Mastering Physical Cluster Replication for Disaster Recovery with CockroachDB

In today's data-driven world, the continuity of database operations is not just a technical requirement; it's a cornerstone of business success. For applications built on CockroachDB, the inherent resilience provided by its distributed architecture and Raft replication offers a strong foundation for high availability. However, even with this robust fault tolerance, a comprehensive disaster recovery (DR) plan is essential to safeguard against unforeseen, large-scale incidents.

This blog post explores CockroachDB's disaster recovery features, with a particular emphasis on the newly introduced Physical Cluster Replication (PCR) for cloud functionality version 25.3. We'll explore why a DR strategy is non-negotiable, compare different recovery approaches, and walk through the process of setting up and monitoring PCR specifically on CockroachDB Cloud.

The Imperative of a Disaster Recovery Strategy

While CockroachDB's native resilience makes disasters far less likely to happen by protecting against common failures like node, availability zone, and even regional outages, a DR plan addresses less common but higher-impact scenarios such as the loss of an entire cluster, data corruption, or human error. To formulate an effective DR strategy, it's crucial to understand two key metrics:

Recovery Point Objective (RPO): This defines the maximum acceptable amount of data loss, measured in time. A low RPO means you can only tolerate losing a small amount of data.
Recovery Time Objective (RTO): This specifies the maximum acceptable downtime for your database. A low RTO means your database must be back online quickly after an incident.

The goal of any DR strategy is to minimize both RPO and RTO. CockroachDB offers two primary approaches to achieve this: traditional backup and restore, and the more advanced Physical Cluster Replication.

Choosing Your DR Strategy: Backup/Restore vs. Physical Cluster Replication

When crafting your disaster recovery plan for CockroachDB, the fundamental choice often centers on how you’ll achieve resilience and data continuity. While there are multiple strategies available, such as traditional backup and restore, Logical Disaster Recovery (LDR), and the more advanced Physical Cluster Replication (PCR), your decision ultimately hinges on the specific Recovery Point Objective (RPO) and Recovery Time Objective (RTO) your application demands. For applications that can tolerate a higher RPO and RTO, a backup and restore strategy is a perfectly viable and cost-effective solution. This approach involves taking regular snapshots of your database. The RPO is dictated by how frequently you perform these backups, and the RTO is determined by the time it takes to provision a new cluster and restore the data from your backup, which can range from minutes to hours depending on the data volume.

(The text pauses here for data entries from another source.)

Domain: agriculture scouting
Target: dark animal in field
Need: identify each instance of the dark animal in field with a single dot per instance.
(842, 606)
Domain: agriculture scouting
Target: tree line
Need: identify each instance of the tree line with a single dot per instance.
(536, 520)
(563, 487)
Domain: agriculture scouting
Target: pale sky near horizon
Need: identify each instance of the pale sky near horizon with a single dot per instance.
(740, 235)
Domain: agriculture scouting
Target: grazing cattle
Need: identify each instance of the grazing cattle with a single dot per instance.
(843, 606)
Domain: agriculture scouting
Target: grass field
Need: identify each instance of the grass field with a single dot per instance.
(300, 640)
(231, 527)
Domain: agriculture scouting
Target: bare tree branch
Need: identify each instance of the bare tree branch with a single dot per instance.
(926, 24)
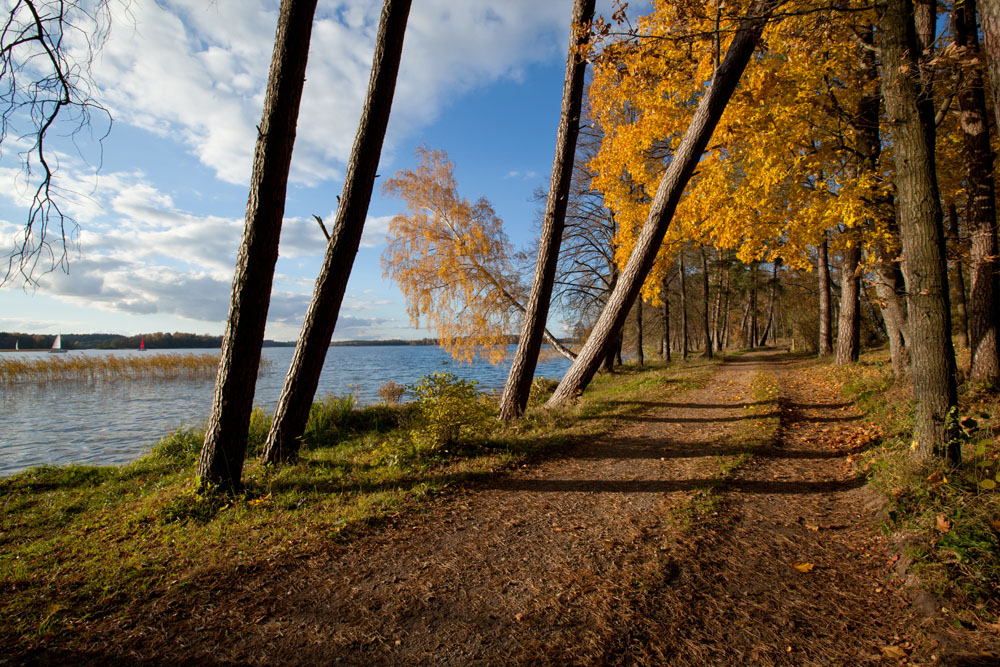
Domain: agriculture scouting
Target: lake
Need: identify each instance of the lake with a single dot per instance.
(114, 422)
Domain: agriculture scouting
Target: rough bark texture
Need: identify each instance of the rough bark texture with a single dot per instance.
(664, 204)
(303, 376)
(989, 21)
(683, 282)
(640, 357)
(707, 302)
(849, 324)
(910, 112)
(222, 455)
(958, 279)
(825, 319)
(522, 370)
(980, 210)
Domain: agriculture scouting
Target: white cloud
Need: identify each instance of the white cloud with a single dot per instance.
(196, 71)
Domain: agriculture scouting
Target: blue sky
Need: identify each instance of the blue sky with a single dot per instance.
(161, 221)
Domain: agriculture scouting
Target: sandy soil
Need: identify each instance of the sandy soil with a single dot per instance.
(588, 558)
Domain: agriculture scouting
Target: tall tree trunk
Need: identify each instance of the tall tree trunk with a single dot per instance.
(665, 343)
(638, 332)
(825, 321)
(772, 302)
(224, 450)
(522, 370)
(980, 210)
(910, 114)
(680, 274)
(296, 398)
(989, 21)
(958, 284)
(707, 302)
(849, 323)
(668, 194)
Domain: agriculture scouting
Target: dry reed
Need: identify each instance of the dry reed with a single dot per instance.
(111, 367)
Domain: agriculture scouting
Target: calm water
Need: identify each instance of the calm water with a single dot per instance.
(116, 422)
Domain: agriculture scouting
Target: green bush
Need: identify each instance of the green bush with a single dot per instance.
(449, 409)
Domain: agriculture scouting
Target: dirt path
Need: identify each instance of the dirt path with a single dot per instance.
(582, 560)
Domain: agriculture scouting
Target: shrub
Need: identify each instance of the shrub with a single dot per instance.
(448, 409)
(391, 392)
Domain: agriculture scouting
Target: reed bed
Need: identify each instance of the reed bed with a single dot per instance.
(104, 368)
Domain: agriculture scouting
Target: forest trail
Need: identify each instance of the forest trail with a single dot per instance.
(638, 548)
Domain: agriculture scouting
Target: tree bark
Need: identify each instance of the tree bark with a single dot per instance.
(640, 357)
(664, 204)
(224, 449)
(910, 115)
(515, 394)
(665, 343)
(296, 398)
(707, 302)
(683, 281)
(825, 321)
(849, 323)
(980, 210)
(958, 288)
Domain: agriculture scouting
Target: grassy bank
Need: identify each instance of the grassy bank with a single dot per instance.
(111, 367)
(946, 520)
(78, 544)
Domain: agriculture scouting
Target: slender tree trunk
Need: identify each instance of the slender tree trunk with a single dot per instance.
(224, 450)
(638, 332)
(680, 274)
(296, 398)
(910, 114)
(707, 302)
(980, 209)
(668, 194)
(522, 370)
(825, 322)
(989, 21)
(849, 324)
(665, 343)
(958, 283)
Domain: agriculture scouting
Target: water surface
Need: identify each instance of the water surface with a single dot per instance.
(112, 422)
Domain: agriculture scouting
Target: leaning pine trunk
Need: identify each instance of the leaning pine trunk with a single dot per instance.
(222, 455)
(665, 202)
(292, 412)
(910, 114)
(522, 370)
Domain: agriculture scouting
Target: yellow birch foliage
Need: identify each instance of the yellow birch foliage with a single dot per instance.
(779, 169)
(451, 259)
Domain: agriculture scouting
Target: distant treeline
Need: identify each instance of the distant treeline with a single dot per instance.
(154, 341)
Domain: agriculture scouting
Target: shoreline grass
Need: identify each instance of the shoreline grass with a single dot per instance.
(106, 368)
(80, 543)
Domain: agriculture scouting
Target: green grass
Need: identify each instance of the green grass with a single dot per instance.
(950, 515)
(81, 542)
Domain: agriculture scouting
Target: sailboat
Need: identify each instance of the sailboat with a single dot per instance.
(57, 345)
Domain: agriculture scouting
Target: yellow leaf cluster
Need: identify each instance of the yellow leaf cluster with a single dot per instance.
(451, 259)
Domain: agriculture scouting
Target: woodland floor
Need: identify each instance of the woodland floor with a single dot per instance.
(631, 549)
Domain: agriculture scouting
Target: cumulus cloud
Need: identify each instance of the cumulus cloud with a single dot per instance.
(196, 71)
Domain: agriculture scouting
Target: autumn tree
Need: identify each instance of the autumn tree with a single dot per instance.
(910, 112)
(668, 193)
(980, 209)
(224, 450)
(453, 262)
(297, 394)
(47, 91)
(522, 370)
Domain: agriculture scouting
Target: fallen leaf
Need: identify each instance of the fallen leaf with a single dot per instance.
(893, 652)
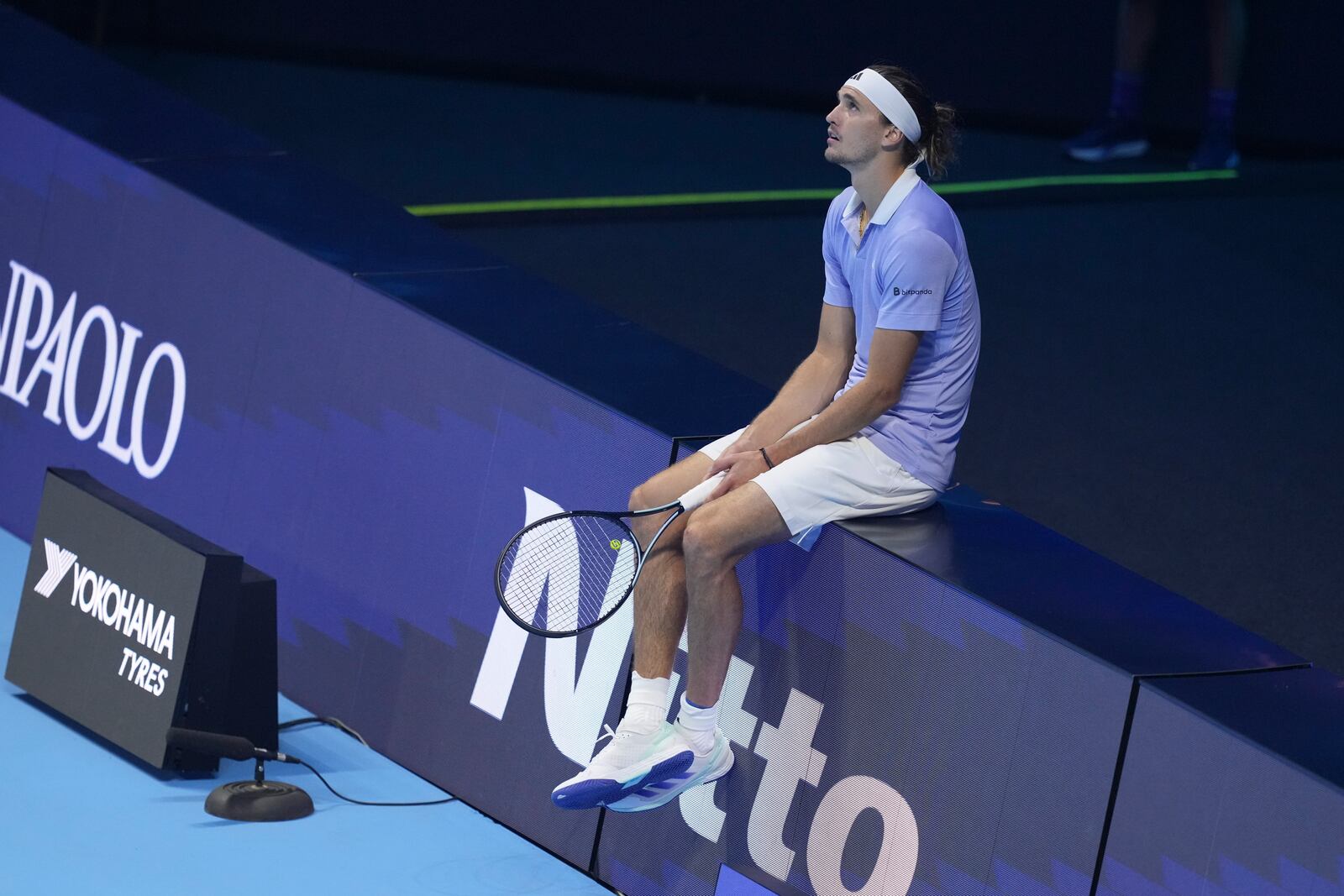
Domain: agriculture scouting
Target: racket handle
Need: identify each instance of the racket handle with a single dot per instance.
(696, 496)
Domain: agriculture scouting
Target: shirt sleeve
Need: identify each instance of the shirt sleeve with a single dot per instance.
(914, 278)
(837, 288)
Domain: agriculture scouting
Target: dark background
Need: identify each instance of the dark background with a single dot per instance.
(1160, 376)
(1043, 63)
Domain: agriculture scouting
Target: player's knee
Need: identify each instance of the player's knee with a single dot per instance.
(701, 542)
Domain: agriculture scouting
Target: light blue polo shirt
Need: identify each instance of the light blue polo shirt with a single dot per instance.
(911, 271)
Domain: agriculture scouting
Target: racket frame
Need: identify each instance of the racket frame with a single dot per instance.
(640, 553)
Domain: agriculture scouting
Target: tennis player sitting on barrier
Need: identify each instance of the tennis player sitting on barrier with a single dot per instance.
(867, 425)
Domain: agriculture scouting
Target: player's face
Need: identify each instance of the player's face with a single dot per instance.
(853, 129)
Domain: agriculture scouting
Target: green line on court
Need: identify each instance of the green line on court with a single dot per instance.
(663, 201)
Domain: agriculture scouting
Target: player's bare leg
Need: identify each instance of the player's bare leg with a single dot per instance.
(716, 539)
(660, 600)
(644, 748)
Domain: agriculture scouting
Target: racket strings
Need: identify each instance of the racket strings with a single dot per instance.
(566, 574)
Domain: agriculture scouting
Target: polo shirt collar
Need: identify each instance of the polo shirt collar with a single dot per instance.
(891, 202)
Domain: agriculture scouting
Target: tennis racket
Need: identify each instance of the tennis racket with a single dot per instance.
(569, 573)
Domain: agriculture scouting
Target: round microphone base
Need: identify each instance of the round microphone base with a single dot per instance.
(259, 801)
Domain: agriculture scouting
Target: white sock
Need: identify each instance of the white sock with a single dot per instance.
(698, 725)
(648, 701)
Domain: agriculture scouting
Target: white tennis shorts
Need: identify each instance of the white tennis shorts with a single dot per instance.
(835, 481)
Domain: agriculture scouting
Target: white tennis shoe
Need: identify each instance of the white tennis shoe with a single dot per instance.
(640, 754)
(705, 768)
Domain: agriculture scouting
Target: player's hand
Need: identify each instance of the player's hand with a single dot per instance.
(725, 459)
(743, 466)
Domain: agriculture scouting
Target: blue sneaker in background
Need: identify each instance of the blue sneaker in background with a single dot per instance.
(1110, 139)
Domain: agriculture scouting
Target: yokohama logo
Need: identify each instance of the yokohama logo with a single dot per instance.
(39, 343)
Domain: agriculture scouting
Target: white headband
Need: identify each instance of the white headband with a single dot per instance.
(889, 101)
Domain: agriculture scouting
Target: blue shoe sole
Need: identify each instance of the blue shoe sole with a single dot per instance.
(600, 792)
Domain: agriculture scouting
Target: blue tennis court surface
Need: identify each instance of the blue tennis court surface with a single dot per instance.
(85, 819)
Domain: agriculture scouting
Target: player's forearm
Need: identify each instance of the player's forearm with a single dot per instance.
(844, 417)
(810, 390)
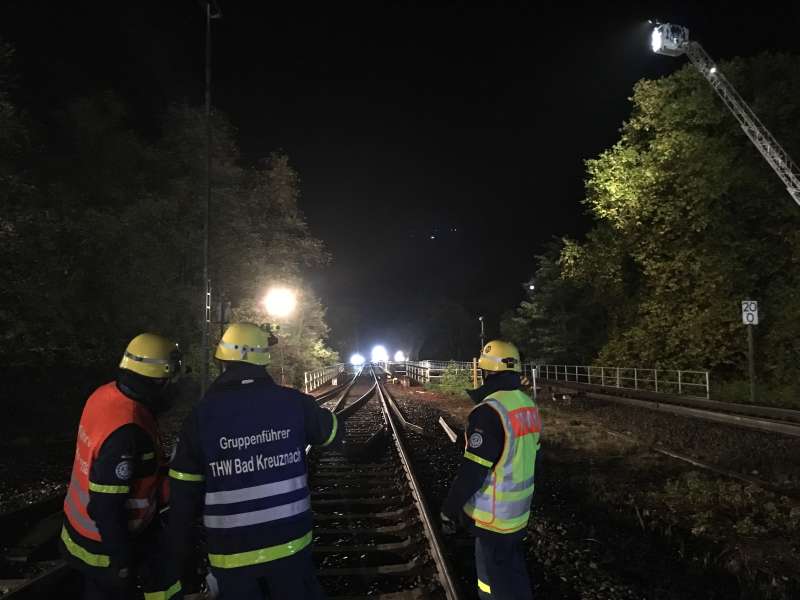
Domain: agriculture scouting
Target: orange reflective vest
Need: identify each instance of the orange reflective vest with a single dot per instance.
(106, 410)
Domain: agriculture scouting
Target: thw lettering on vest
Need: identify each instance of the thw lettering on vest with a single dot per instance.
(256, 461)
(525, 421)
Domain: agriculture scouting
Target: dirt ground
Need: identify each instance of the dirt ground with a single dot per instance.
(614, 519)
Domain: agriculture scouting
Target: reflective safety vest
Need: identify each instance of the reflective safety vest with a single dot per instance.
(106, 410)
(257, 501)
(503, 502)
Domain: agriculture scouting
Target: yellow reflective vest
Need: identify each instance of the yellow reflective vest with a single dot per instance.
(503, 503)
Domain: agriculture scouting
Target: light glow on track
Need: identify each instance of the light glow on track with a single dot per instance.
(379, 354)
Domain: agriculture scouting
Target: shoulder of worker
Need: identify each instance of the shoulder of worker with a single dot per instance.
(128, 450)
(486, 421)
(128, 437)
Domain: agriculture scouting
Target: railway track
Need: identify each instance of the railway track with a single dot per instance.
(374, 536)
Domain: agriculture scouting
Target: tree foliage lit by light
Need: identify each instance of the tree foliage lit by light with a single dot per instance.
(379, 354)
(689, 220)
(280, 302)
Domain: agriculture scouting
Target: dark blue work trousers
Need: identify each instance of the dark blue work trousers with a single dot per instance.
(500, 563)
(290, 578)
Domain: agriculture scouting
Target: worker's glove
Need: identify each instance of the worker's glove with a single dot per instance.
(449, 526)
(124, 579)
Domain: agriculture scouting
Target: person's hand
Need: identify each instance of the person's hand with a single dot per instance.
(124, 578)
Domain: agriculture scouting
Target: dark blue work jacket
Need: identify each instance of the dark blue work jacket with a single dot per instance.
(241, 460)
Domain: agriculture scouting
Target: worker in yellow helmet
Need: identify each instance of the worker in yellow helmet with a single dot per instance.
(114, 494)
(493, 489)
(241, 460)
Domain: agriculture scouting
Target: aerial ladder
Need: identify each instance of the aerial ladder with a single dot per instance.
(673, 40)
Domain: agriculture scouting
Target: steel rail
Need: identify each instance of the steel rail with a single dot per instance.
(443, 567)
(697, 413)
(342, 388)
(353, 406)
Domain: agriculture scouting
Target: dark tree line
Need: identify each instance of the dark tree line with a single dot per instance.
(101, 233)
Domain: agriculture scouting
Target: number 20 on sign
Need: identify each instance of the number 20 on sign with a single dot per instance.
(749, 312)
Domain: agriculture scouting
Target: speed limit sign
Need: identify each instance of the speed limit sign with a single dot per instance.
(749, 312)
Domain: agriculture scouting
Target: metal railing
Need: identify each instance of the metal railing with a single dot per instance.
(662, 381)
(314, 379)
(432, 371)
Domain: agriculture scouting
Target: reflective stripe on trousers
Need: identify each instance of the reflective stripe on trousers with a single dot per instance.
(262, 555)
(258, 516)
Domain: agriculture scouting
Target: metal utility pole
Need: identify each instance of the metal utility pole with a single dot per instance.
(215, 14)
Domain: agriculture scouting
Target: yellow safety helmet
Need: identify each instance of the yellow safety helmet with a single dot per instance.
(244, 342)
(498, 355)
(152, 355)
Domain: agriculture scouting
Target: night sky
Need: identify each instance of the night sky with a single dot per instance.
(439, 147)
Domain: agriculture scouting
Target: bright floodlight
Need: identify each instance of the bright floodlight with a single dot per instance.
(379, 354)
(280, 302)
(657, 40)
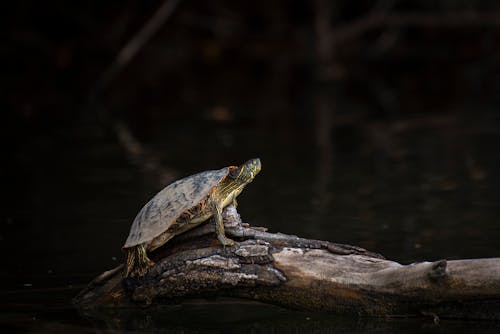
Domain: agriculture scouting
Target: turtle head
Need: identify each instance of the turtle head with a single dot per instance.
(247, 171)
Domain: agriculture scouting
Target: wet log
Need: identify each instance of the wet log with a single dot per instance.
(302, 274)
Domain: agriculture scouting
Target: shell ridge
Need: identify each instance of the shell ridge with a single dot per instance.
(159, 213)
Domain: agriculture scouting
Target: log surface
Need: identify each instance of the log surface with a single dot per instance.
(303, 274)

However, for mission-critical applications where data loss and downtime must be minimized to seconds, Physical Cluster Replication is the superior choice. PCR offers a near-synchronous replication of your entire cluster to a standby location. This "warm standby" approach provides a significantly lower RPO, typically in the tens of seconds, and a much faster RTO, as failing over to the standby cluster is a quicker process than a full restore. While it requires the additional investment of maintaining a standby cluster, PCR provides the highest level of business continuity and data protection, making it the go-to solution for workloads with the most stringent availability requirements.

Why Use Physical Cluster Replication? The Key Scenarios

Beyond simply offering a better RPO and RTO than traditional backups, PCR unlocks several powerful operational advantages that go well beyond recovery speed.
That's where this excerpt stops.